En la actualidad, reemplazar los dientes perdidos se ha convertido en algo habitual incluso en los casos de pacientes que no tienen la cantidad o calidad de tejido óseo suficiente. Sin embargo, fue un “accidente científico” el que causó el descubrimiento de los implantes dentales. En 1952 el investigador sueco Ingvar Branemark trabajaba en el estudio de la circulación sanguínea utilizando pequeñas piezas de titanio que fijaba a huesos de conejo en sus experimentos. Al intentar retirar uno de sus dispositivos se dio cuenta de que era imposible porque el titanio se había fusionado con el hueso. Había descubierto la osteointegración de este materia, es decir, su capacidad para integrarse de manera natural a los elementos óseos.
Branemark redirigió sus investigaciones a los campos de la ortopedia y la cirugía plástica de articulaciones y extremidades demostrando que el titanio es capaz de fusionarse con el hueso vivo con un alto grado de predecibilidad y sin “rechazo” de los tejidos blandos. Asimismo, consciente de que el ser humano siempre ha querido reemplazar los dientes, se dio cuenta de que podría tener aplicación en las prótesis dentales. Tras experimentar la técnica durante 10 años utilizando perros —se decía que les colgaba del implante para calcular el aguante de éste—, fue en 1965 en la ciudad de Gotenburgo cuando colocó los primeros implantes en el maxilar inferior de un paciente. Hasta ese momento, los tratamientos existentes eran prótesis fijas o removibles convencionales que solo reponían la corona (la parte visible del diente) sin sustituir las raíces de las piezas perdidos.
El investigador sueco aseguró que “nadie debe morir con sus dientes en un vaso de agua”, un objetivo que el hombre ha buscado desde las primeras civilizaciones. Los mayas se incrustaban dientes con oro, los egipcios trasplantaban piezas humanas y de animales y en la Edad Media los cirujanos empleaban como donantes a los plebeyos, sirvientes y soldados.
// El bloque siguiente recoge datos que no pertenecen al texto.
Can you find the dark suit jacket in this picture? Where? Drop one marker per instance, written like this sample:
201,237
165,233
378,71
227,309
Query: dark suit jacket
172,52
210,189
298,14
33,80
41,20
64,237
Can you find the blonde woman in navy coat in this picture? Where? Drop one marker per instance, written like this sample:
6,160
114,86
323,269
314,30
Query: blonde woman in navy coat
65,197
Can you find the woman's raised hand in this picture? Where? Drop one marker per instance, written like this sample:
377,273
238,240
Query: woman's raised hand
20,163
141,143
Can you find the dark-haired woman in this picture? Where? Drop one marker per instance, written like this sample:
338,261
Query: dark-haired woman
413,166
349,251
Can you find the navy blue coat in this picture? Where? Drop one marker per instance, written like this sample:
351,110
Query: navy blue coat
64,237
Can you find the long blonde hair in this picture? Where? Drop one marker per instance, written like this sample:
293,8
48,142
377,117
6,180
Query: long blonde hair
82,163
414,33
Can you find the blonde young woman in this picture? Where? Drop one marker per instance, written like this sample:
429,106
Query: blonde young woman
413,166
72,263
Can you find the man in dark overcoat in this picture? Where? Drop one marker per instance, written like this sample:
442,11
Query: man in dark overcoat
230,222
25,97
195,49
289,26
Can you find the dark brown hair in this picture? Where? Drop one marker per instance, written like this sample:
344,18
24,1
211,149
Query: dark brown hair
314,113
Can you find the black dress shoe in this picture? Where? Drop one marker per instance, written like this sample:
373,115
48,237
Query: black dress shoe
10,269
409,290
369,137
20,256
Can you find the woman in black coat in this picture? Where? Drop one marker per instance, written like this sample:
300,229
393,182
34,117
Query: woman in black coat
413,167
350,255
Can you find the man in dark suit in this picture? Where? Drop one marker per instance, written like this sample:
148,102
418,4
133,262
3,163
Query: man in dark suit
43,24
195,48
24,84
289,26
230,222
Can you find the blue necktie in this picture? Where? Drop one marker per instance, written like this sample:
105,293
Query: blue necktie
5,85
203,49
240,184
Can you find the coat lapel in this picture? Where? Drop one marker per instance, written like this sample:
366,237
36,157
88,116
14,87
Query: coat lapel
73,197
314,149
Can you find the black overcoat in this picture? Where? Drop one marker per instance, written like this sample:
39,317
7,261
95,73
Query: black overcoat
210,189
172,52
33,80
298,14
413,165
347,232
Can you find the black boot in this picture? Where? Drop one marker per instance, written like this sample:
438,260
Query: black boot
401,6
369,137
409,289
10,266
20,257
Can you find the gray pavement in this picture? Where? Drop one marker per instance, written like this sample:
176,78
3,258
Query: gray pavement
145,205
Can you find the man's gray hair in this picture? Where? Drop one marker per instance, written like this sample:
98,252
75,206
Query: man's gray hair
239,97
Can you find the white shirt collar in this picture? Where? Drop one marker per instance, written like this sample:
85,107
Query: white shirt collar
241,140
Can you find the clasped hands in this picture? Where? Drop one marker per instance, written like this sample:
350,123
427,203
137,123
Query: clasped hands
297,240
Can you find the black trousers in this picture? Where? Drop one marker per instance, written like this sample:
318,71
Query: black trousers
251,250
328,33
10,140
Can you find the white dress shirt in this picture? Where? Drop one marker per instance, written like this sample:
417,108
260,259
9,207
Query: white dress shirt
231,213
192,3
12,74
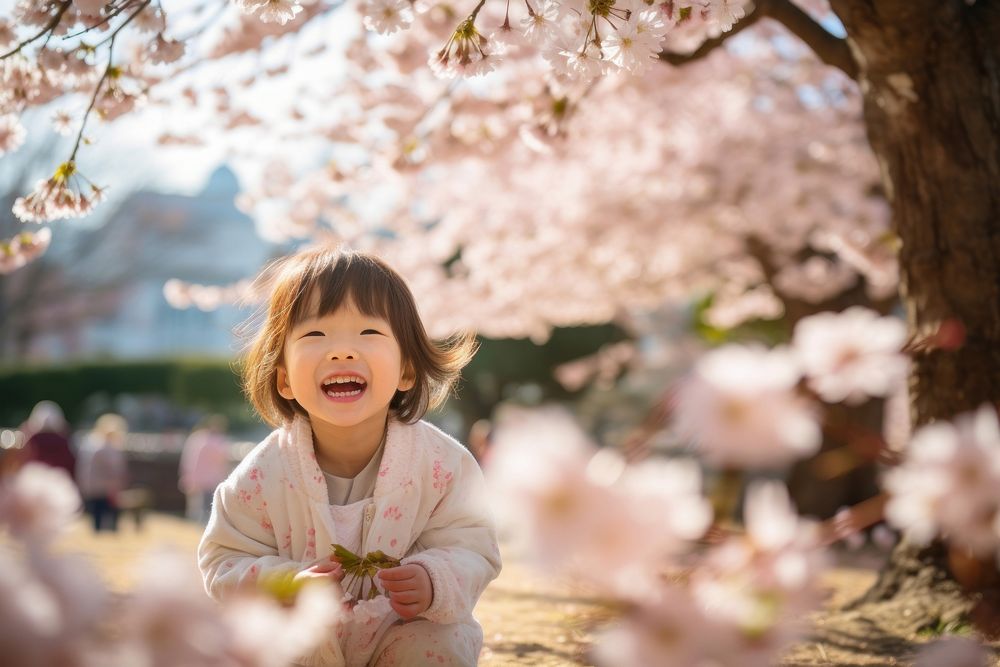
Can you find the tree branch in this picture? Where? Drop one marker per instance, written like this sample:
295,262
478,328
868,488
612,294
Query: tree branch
831,49
709,45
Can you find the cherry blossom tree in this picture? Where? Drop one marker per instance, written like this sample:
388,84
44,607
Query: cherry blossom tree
510,184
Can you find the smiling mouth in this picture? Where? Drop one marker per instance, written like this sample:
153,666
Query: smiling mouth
344,386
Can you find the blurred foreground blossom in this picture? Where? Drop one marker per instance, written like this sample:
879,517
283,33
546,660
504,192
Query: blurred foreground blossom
851,355
742,606
582,510
949,483
23,248
55,610
740,408
49,609
39,503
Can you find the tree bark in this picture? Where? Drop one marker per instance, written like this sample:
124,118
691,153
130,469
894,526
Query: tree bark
929,71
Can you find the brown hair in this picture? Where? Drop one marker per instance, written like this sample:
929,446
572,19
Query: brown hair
333,275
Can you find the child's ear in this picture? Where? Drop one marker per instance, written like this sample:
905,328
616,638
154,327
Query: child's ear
407,379
284,389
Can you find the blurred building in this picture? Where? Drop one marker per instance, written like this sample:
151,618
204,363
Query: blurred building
199,239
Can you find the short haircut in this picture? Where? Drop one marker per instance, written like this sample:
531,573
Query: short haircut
327,276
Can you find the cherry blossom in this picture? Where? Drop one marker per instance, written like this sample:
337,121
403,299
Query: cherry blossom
851,355
61,196
740,408
743,604
23,248
947,483
12,133
38,503
582,510
387,16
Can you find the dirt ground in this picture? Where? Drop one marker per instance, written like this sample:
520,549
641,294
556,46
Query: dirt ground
532,620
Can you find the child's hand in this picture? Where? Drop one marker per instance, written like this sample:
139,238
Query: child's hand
324,568
409,589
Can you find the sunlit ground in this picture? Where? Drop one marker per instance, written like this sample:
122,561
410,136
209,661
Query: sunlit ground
529,619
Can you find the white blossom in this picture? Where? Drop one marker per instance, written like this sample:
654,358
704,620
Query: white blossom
851,355
949,483
387,16
12,133
38,502
740,408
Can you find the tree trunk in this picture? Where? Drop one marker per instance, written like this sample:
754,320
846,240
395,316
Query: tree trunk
929,71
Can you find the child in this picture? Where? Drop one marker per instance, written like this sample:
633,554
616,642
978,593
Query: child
343,367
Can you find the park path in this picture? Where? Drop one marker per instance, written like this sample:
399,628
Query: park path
527,619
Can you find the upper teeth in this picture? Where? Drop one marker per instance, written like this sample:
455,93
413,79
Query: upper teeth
343,379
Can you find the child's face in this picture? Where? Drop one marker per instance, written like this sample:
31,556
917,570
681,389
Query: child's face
343,368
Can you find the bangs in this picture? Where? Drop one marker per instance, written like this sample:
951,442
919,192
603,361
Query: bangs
327,280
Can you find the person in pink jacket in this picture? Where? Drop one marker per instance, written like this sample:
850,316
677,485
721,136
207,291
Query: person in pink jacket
204,463
344,369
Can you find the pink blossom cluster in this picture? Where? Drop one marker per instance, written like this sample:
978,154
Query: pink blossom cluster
23,248
582,510
573,220
54,609
578,39
743,406
619,529
63,195
948,484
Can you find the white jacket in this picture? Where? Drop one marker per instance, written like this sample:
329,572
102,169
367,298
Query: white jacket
273,514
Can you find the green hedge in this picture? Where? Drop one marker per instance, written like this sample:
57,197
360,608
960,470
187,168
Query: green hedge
210,385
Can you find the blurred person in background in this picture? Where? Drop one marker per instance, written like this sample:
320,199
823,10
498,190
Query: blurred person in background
480,439
47,438
204,463
102,471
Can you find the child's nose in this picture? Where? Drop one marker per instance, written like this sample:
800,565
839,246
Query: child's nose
341,353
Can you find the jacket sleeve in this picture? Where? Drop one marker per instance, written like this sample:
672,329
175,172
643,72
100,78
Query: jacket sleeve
458,546
239,544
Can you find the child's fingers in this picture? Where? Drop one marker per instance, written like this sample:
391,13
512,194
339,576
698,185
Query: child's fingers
405,597
400,586
405,610
397,573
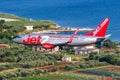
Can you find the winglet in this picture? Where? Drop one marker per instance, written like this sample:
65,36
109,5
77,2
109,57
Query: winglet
100,31
71,37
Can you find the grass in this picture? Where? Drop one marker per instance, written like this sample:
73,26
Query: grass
64,76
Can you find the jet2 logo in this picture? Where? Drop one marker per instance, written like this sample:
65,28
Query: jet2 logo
100,27
32,40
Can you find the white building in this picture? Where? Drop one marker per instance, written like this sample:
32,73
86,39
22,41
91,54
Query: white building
29,27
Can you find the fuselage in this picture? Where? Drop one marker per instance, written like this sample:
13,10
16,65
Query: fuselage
39,39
Ante los fracasos por la transmisión de enfermedades, en el siglo XIX se experimentó con materiales como oro, plata y otras aleaciones, pero sin obtener resultados duraderos por la toxicidad del metal en el hueso.
Fue en 1982 cuando Branemark presentó en un congreso internacional su implante de titanio en forma de tornillo, inaugurando así a la era de la implantología moderna, una especialidad que no ha dejado de evolucionar con nuevas técnicas y materiales que han reducido los tiempos de osteointegración y las posibilidades de regeneración ósea, devolviendo la sonrisa a millones de paciente en todo el mundo.